Allein in Deutschland mussten 800 Mitarbeiter der Industrie gehen, dazu gesellen sich noch einmal 500 Arbeitnehmer im darbenden Handel. Und weil sich die Beteiligten noch immer nicht auf die gemeinsame Internet-Plattform „Phonoline“ geeinigt haben, wurden 2002 rund 622 Millionen Titel aus dem Netz geladen, ohne dass die Branche davon auch nur einen Cent gesehen hätte. „Wir arbeiten aber mit Hochdruck daran“, erklärte jüngst ein Sprecher des Bundesverbandes der Phonographischen Wirtschaft.

Mit einem kostenpflichtigen „Phonoline“-Portal (99 Cent pro Song) wollen Universal, Sony, Warner, BMG, EMI und eine Reihe kleinerer Labels den Internet-Tauschbörsen zu Leibe rücken – in Zusammenarbeit mit Vertriebsketten wie Saturn, Mediamarkt oder Karstadt.

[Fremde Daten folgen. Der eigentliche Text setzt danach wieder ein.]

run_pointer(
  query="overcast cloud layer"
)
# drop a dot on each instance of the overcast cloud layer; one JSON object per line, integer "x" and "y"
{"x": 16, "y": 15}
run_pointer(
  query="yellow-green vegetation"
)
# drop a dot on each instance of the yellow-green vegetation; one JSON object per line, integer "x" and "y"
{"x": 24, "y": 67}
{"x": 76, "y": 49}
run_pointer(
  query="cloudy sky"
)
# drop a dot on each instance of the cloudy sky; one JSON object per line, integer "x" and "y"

Bis zur Musikmesse Popkomm im August sollte das Projekt eigentlich unter Dach und Fach sein. Bisher aber scheiterte es an Abrechnungsmodalitäten und der Frage nach dem technischen Dienstleister. Dass der legale digitale Verkauf von Musik auch funktionieren kann, beweist derzeit Apple mit seinem 99-Cent-Angebot „iTunes“: Jede Sekunde werden dort zwei Songs gekauft. Der Analyst und Branchenexperte Phil Leigh urteilt: „Wenn Apple in einer Woche eine Million Dollar Umsatz macht, dann sind das im Jahr 52 Millionen Dollar. Und damit läge Apple über den Umsätzen aller anderen Online-Musikdienste“, die zusammen gerade mal 35 Millionen Dollar im Jahr erwirtschaften.

Umso schwieriger gestaltet sich ein gemeinsames Angebot, als sich die konkurrierenden Plattenfirmen gegenseitig mit Prozessen paralysieren: Universal und EMI beispielsweise verlangen Schadenersatz von Bertelsmann (BMG), weil deren damaliger Chef Thomas Middelhoff seinerzeit den Piraten Napster mit 85 Millionen Dollar freundlich enterte, als er ihn hätte versenken können.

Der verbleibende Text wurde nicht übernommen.